In the weeks before the 2016 Brexit referendum, John Major and Tony Blair, the two UK prime ministers most closely associated with bringing peace to Northern Ireland, travelled together to Belfast. They carried a warning. A vote to leave the EU would destabilise the Good Friday peace agreement between unionists and nationalists.
Violent disorder on the streets of Northern Ireland has made their concerns look depressingly prescient. The loyalist gangs leading the riots harbour several grievances, including allegedly “soft” treatment by the police of breaches of coronavirus lockdown rules by nationalist politicians. At their core, though, the protests reflect unionist anger about the region’s post-Brexit status.
The 1998 peace agreement paid homage to Northern Ireland’s two competing identities.

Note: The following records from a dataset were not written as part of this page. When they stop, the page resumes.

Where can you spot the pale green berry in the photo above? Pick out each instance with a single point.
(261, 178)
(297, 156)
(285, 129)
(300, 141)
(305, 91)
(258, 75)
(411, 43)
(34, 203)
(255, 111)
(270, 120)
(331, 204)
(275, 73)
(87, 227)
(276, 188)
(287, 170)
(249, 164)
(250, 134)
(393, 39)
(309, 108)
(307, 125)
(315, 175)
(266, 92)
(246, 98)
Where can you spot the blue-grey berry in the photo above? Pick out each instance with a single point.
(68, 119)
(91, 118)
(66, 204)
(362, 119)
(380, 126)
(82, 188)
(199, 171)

An open border with the Irish Republic acknowledged the aspirations of nationalists for a united Ireland. Embedding the principle of “consent” assured unionists the region would remain part of the UK unless and until a majority decided otherwise. Unionists feel, with some cause, that the Brexit deal’s Northern Ireland protocol has upset this balance.

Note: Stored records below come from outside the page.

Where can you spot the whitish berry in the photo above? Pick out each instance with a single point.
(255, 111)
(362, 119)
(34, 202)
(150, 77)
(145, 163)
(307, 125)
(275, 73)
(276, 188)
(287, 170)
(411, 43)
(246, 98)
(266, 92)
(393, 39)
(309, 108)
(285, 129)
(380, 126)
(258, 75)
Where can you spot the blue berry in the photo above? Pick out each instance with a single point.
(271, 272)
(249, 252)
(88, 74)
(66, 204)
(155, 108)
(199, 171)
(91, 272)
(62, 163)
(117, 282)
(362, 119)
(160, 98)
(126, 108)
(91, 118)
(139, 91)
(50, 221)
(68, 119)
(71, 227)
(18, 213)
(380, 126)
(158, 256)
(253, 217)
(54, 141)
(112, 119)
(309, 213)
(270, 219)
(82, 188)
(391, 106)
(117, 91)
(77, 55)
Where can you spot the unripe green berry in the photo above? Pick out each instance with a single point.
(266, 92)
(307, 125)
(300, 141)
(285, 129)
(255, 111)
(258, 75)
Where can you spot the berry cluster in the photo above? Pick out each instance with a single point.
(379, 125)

Boris Johnson’s insistence on the hardest of Brexits created a new economic “border” between Northern Ireland and Great Britain — necessary to keep open the land border while safeguarding the integrity of the EU single market. Since January, the reality of Brexit has exposed the hollowness of the prime minister’s claims that customs and regulatory checks would be invisible. The reality is that the prime minister took Britain out of the single market and customs union while leaving Northern Ireland within the economic orbit of the EU.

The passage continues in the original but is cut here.